A posse das chaves privadas é essencial para aceder e controlar as criptomoedas. No entanto, a custódia das chaves privadas muitas vezes está nas mãos do devedor e não das autoridades judiciais. Isso pode dificultar o acesso aos ativos de criptomoedas durante o processo de apreensão, exigindo a cooperação do devedor ou técnicas forenses digitais para recuperar as chaves privadas. Se o armazenamento for num disco rígido é possível obter a sua apreensão física e localizar os dados necessários para aceder.

Uma outra dificuldade resulta da volatilidade do valor das criptomoedas. Durante o processo de apreensão, pode haver uma flutuação acentuada no valor das criptomoedas, o que dificulta a determinação do valor exato a ser penhorado e isso requer uma avaliação oportuna e precisa para garantir que o valor correto seja considerado na execução.

Após essa identificação o tribunal poderá emitir uma ordem de apreensão e bloquear o acesso de modo a impedir a transferência ou disposição desses bens (até que exista uma decisão final).

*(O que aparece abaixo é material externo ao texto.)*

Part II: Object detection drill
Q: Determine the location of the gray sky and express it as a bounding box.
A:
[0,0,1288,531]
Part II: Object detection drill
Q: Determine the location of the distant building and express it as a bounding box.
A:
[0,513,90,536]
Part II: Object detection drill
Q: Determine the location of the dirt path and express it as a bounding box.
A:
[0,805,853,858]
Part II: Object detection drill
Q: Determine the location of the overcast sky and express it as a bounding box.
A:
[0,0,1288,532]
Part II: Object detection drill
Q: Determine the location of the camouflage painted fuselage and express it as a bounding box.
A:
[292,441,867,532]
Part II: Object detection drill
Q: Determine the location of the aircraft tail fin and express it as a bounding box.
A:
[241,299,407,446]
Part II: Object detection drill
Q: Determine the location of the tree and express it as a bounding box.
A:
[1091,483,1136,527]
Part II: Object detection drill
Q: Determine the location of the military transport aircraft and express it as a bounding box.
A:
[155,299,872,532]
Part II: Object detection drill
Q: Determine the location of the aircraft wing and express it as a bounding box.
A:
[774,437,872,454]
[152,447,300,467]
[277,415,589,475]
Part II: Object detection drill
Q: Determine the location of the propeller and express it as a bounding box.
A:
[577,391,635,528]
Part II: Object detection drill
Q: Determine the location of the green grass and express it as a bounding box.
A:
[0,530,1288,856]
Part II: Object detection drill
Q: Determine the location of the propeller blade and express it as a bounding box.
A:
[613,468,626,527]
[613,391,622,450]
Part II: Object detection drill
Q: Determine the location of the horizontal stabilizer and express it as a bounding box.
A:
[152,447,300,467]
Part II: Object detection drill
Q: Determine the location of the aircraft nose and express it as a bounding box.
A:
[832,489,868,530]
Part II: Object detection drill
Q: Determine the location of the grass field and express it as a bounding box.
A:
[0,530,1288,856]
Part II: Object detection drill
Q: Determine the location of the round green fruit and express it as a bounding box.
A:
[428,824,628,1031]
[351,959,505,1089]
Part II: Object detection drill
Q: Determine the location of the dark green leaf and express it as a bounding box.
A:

Mas, o tribunal terá, nesta tarefa, que ser assistido por peritos forenses especialistas nesta matéria, que determinem onde se encontram esses ativos digitais e que consigam acesso a eles, uma vez que as criptomoedas operam em redes descentralizadas e os bens ficam “armazenados” em carteiras digitais cujo acesso é feito através de chaves encriptadas.

O acesso pode ser conseguido pela obtenção das chaves encriptadas ou por desencriptação das carteiras digitais. Se o titular se recusa a conceder acesso à sua carteira digital o que pode acontecer?

O tribunal necessitará de obter as necessárias passwords ou chaves encriptadas que lhe permitam o acesso.

E o que fazer caso o titular se recuse a fornecer tais elementos?

Poderá o tribunal extrair consequências legais dessa recusa e considerar que o executado não está a prestar a colaboração que é devida e condenar em multa o visado.

E se, mesmo assim, a recusa de colaborar se mantiver, poderá o tribunal, tendo motivo sério para acreditar que o visado está na posse da necessária chave encriptada, ordenar a um perito forense que usando ferramentas de software especializado tente desencriptar as chaves da carteira digital.

A situação poderá ser ainda mais complicada caso o executado possua criptomoedas numa exchange a operar no estrangeiro, que poderá levar a ter que recorrer aos mecanismos da cooperação judiciária internacional.

Existem empresas especializadas em recuperar criptomoedas perdidas e que podem auxiliar a localizar e apreender moeda digital.

Os sistemas legais dos diversos países ainda se estão a adaptar a esta nova realidade, que coloca desafios novos, devendo Portugal adotar legislação que o facilite.